While optimisation of experimental design is already a successful field, industrial chemistry is still grappling with practical constraints that are hard for optimisation algorithms to account for. These include:

­– The cost of changing physical variables – for example temperature, which is easier to change a little than a lot.
– The fact that some types of experimental data come back faster than others and chemists need to make experimental design decisions before receiving all of them, known as asynchronous batch.
–  Multiple objectives, for example the need to minimise the cost of manufacturing chemicals while also maximising quality and sustainability.
– The combination of continuous variables like temperature with categorical variables like on and off.
– Multi-fidelity, or the fact that some data sources are more trustworthy than others.
– Input constraints, such as facts known independent of experimentation, for example that chemical components expressed as percentages must add up to 100%. 

A lot of the notoriously successful applications of machine learning are cases where you can just throw as much data as you want at the algorithms to make them work – but this is not the case in all fields. Alexander Thebelt

The new techniques developed by researchers from Imperial and BASF accommodate many of these constraints. One paper provides an optimisation technique that compromises between multiple objectives, while another accounts for input constraints and varied types of variables. A third accounts for the costs of changing variables, multi-fidelity and asynchronous batch.

The papers were authored by PhD students and academics in Imperial’s Departments of Computing and Mathematics with R&D scientists at BASF. The research was funded by BASF and the Engineering and Physical Sciences Research Council via the Centre for Doctoral Training in Statistics and Machine Learning. 

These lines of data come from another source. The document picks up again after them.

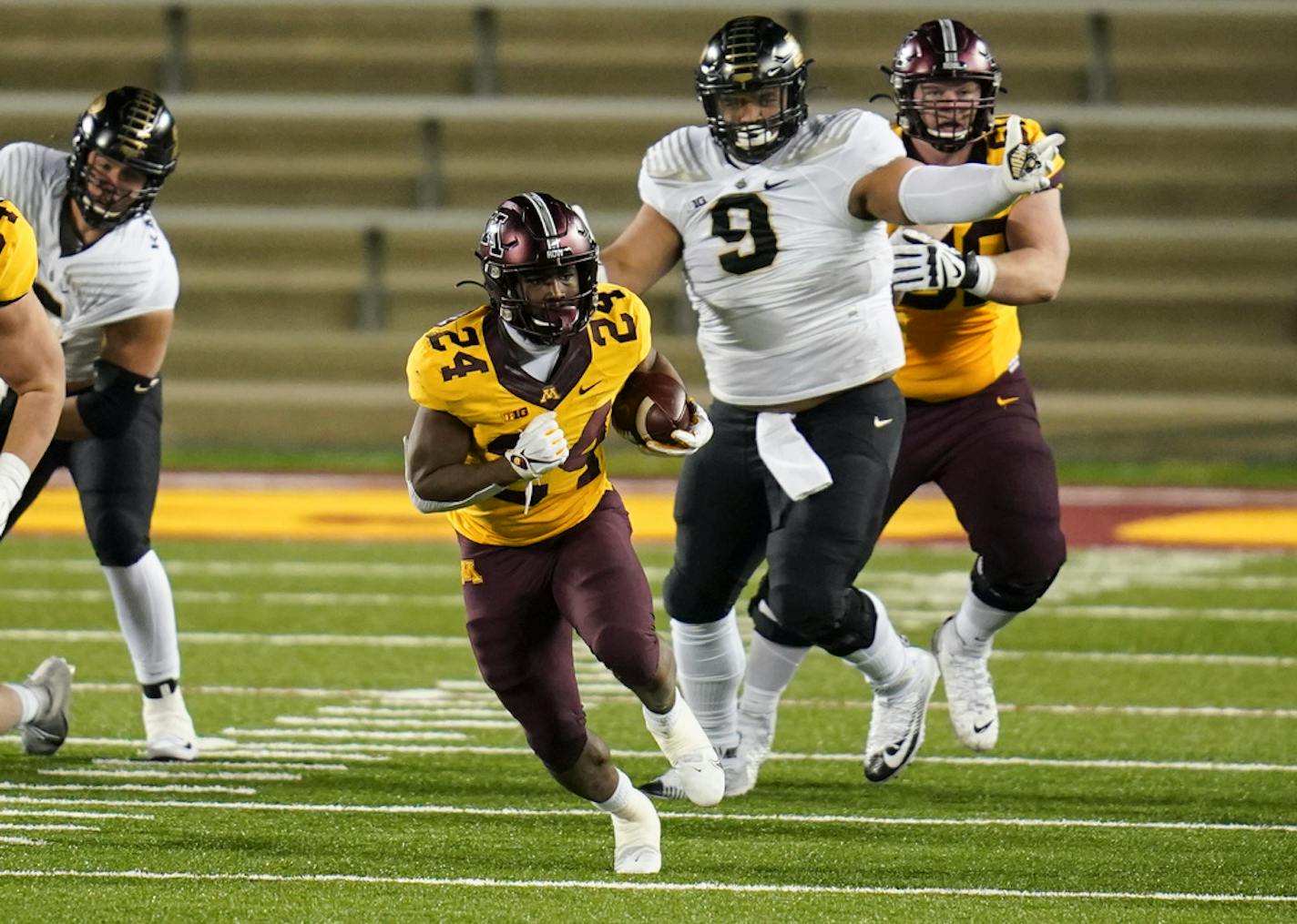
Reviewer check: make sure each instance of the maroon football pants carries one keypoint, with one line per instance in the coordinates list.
(523, 605)
(987, 455)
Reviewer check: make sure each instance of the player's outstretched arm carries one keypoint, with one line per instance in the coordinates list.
(644, 253)
(125, 373)
(908, 192)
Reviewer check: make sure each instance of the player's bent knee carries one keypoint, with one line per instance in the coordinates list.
(559, 744)
(693, 602)
(629, 652)
(118, 539)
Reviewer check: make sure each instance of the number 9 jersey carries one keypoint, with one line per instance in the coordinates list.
(467, 367)
(17, 254)
(792, 292)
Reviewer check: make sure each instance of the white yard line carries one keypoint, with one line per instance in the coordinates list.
(779, 817)
(628, 886)
(60, 813)
(227, 765)
(125, 787)
(189, 774)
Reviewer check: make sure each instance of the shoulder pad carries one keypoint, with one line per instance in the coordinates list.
(676, 157)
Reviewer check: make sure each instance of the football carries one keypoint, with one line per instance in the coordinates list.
(650, 406)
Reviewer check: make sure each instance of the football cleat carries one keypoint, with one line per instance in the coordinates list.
(637, 843)
(169, 730)
(756, 736)
(46, 733)
(693, 759)
(969, 694)
(738, 779)
(896, 726)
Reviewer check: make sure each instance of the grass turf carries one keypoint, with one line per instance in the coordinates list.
(354, 801)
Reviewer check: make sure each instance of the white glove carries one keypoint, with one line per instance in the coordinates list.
(685, 442)
(1026, 166)
(13, 479)
(921, 262)
(541, 447)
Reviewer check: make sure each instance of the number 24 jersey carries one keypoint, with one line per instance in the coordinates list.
(465, 367)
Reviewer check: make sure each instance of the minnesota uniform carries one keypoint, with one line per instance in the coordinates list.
(535, 572)
(465, 369)
(957, 343)
(17, 254)
(972, 424)
(130, 271)
(794, 300)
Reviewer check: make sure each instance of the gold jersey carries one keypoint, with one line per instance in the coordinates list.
(465, 367)
(17, 253)
(957, 343)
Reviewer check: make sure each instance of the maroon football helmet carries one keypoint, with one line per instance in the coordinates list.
(945, 49)
(528, 238)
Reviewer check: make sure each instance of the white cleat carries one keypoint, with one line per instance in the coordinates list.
(969, 692)
(693, 759)
(637, 841)
(46, 733)
(896, 726)
(169, 730)
(734, 768)
(756, 736)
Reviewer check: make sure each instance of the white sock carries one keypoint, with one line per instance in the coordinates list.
(883, 663)
(141, 595)
(770, 672)
(710, 669)
(620, 797)
(976, 624)
(34, 700)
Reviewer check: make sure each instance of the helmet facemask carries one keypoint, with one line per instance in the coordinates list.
(747, 58)
(559, 310)
(540, 267)
(945, 52)
(134, 128)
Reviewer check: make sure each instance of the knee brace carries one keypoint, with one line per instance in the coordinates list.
(1012, 596)
(840, 635)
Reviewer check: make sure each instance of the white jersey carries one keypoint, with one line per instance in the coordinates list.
(792, 293)
(128, 272)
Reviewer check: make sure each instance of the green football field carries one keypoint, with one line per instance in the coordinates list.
(358, 770)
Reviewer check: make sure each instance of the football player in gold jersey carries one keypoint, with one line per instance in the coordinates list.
(970, 416)
(514, 403)
(31, 384)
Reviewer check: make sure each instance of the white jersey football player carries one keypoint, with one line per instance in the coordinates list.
(780, 222)
(107, 281)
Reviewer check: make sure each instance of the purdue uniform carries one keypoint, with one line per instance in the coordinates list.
(792, 296)
(107, 280)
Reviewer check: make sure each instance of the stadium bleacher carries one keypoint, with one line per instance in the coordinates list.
(340, 156)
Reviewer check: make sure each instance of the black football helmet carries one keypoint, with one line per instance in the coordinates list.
(132, 126)
(752, 54)
(945, 49)
(529, 235)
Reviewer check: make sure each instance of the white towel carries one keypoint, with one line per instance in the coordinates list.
(789, 456)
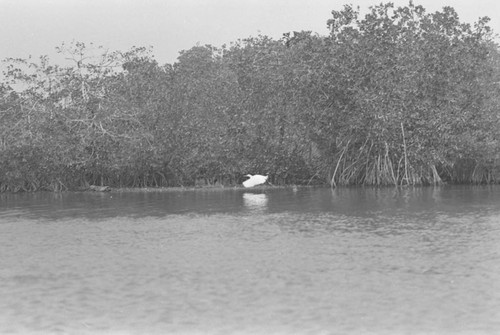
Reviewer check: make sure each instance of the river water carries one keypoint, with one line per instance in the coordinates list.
(265, 261)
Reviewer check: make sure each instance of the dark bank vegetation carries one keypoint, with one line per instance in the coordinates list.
(397, 97)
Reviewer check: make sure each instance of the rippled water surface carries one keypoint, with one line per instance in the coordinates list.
(268, 261)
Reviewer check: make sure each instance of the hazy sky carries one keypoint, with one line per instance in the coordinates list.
(36, 27)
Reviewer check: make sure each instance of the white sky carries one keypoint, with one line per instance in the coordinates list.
(36, 27)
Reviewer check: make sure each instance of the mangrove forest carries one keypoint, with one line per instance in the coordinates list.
(396, 96)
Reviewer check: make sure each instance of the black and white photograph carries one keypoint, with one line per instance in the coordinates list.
(250, 167)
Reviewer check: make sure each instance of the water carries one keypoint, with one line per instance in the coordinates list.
(265, 261)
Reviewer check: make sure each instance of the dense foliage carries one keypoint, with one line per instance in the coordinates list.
(399, 96)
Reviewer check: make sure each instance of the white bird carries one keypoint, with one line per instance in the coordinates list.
(254, 180)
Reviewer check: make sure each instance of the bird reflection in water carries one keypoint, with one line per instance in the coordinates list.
(255, 200)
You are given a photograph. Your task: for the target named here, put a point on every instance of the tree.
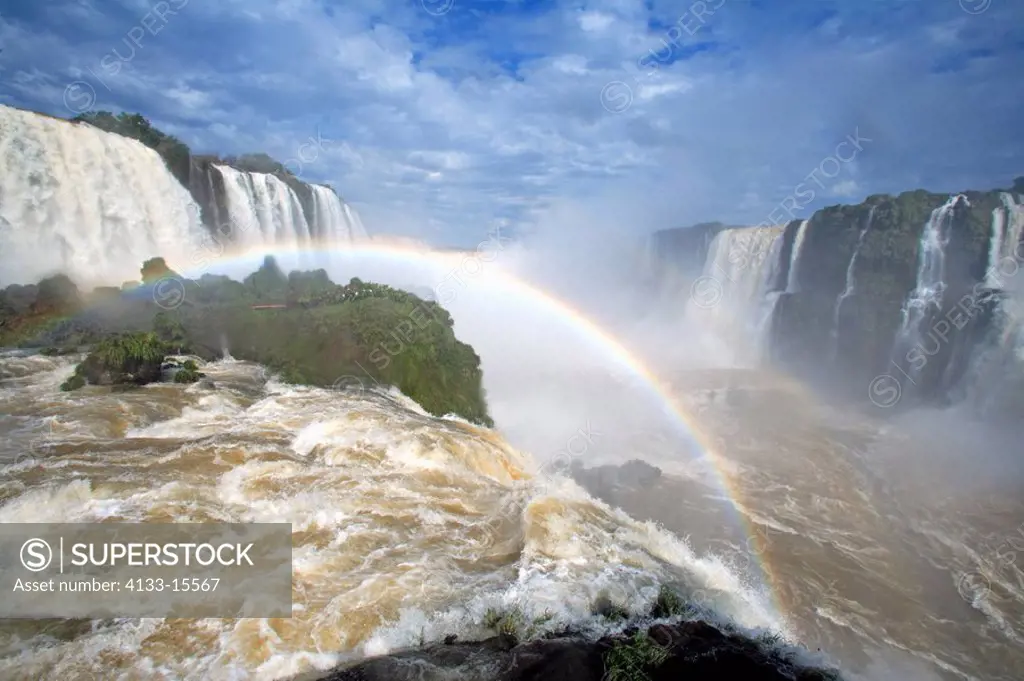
(57, 294)
(170, 330)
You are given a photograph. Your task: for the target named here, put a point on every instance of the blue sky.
(438, 119)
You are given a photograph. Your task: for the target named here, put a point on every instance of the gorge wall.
(910, 298)
(91, 197)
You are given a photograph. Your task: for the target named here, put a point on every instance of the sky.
(442, 119)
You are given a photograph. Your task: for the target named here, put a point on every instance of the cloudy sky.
(439, 118)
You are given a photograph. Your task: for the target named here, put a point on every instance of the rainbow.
(598, 337)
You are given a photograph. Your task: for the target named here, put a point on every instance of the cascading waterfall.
(927, 295)
(87, 203)
(850, 282)
(263, 210)
(334, 219)
(798, 244)
(355, 222)
(1008, 222)
(769, 296)
(729, 298)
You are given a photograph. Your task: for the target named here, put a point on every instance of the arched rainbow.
(589, 329)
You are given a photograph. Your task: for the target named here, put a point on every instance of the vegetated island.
(302, 325)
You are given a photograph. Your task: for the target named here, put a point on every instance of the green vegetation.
(320, 333)
(132, 358)
(632, 658)
(188, 373)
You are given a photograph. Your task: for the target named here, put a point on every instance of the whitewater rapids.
(406, 527)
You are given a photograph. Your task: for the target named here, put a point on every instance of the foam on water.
(407, 527)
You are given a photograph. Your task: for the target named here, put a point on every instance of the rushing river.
(408, 527)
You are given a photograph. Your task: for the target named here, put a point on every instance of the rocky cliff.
(918, 289)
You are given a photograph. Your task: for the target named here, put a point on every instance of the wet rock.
(605, 480)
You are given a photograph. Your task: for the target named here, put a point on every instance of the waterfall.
(770, 297)
(335, 220)
(356, 227)
(1008, 221)
(850, 282)
(791, 284)
(265, 211)
(87, 203)
(730, 299)
(927, 295)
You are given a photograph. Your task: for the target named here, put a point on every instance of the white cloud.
(595, 22)
(464, 119)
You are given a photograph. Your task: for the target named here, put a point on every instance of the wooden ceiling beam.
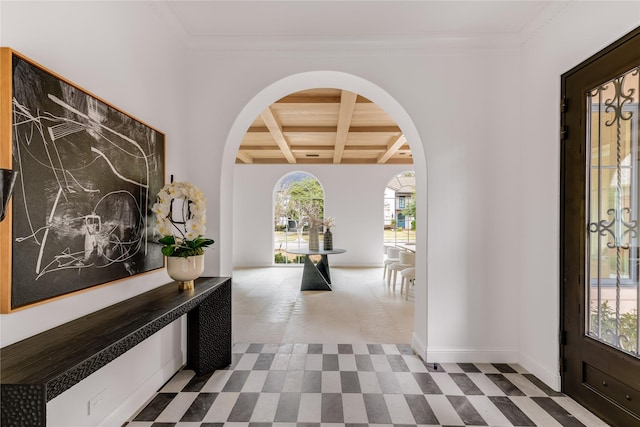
(276, 131)
(246, 158)
(347, 105)
(393, 147)
(318, 148)
(327, 129)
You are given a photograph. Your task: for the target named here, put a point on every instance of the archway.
(376, 94)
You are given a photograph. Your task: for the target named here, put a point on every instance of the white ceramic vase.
(185, 270)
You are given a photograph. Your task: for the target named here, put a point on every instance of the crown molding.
(434, 43)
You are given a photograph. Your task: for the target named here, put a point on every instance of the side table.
(316, 277)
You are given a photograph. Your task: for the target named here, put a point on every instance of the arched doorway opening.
(377, 95)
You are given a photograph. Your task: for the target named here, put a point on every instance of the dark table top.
(303, 251)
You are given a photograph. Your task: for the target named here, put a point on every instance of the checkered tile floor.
(356, 385)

New frontiers in machine learning

Portrait of Prof Ruth Misener
Professor Ruth Misener in the Department of Computing researches solutions to optimisation challenges in industry. She is the BASF/RAEng Research Chair in Data-Driven Optimisation.

While motivated by practical needs in chemistry, the research has translated these into mathematical techniques with general applications in machine learning and the potential to make a large impact outside the chemical industries themselves. 

Mr Alexander Thebelt, a PhD student in Computing and lead author of one paper said: “The machine learning community is getting more and more interested in these kinds of problems. A lot of the applications that are notoriously successful in machine learning are cases where you have loads of data, and you can just throw as much data as you want at the algorithms to make them work. This is not the case in all fields. If we can use our techniques to discover new materials that could have a huge impact on humanity and industry. It could be as big as any of the successes we’ve seen in machine learning so far.”

Dr Lee said it is not unusual for the application of problems from industrial chemistry to open up new theoretical approaches in machine learning research. “People from machine learning traditionally think of data as either in a table, or maybe a picture or text. As soon as you come and say, my inputs are not these things, they’re actually molecules, then people say, oh, interesting, I can represent a molecule as a graph with nodes and edges and do all sorts of clever stuff.”

“Our partnership with Ruth [Misener] is extremely valuable because her group has one foot in chemical engineering and one in AI, which is essential in this kind of work. It’s refreshing for us to collaborate with academia; it gives you a different way of looking at things. It’s stuff we couldn’t develop in-house.”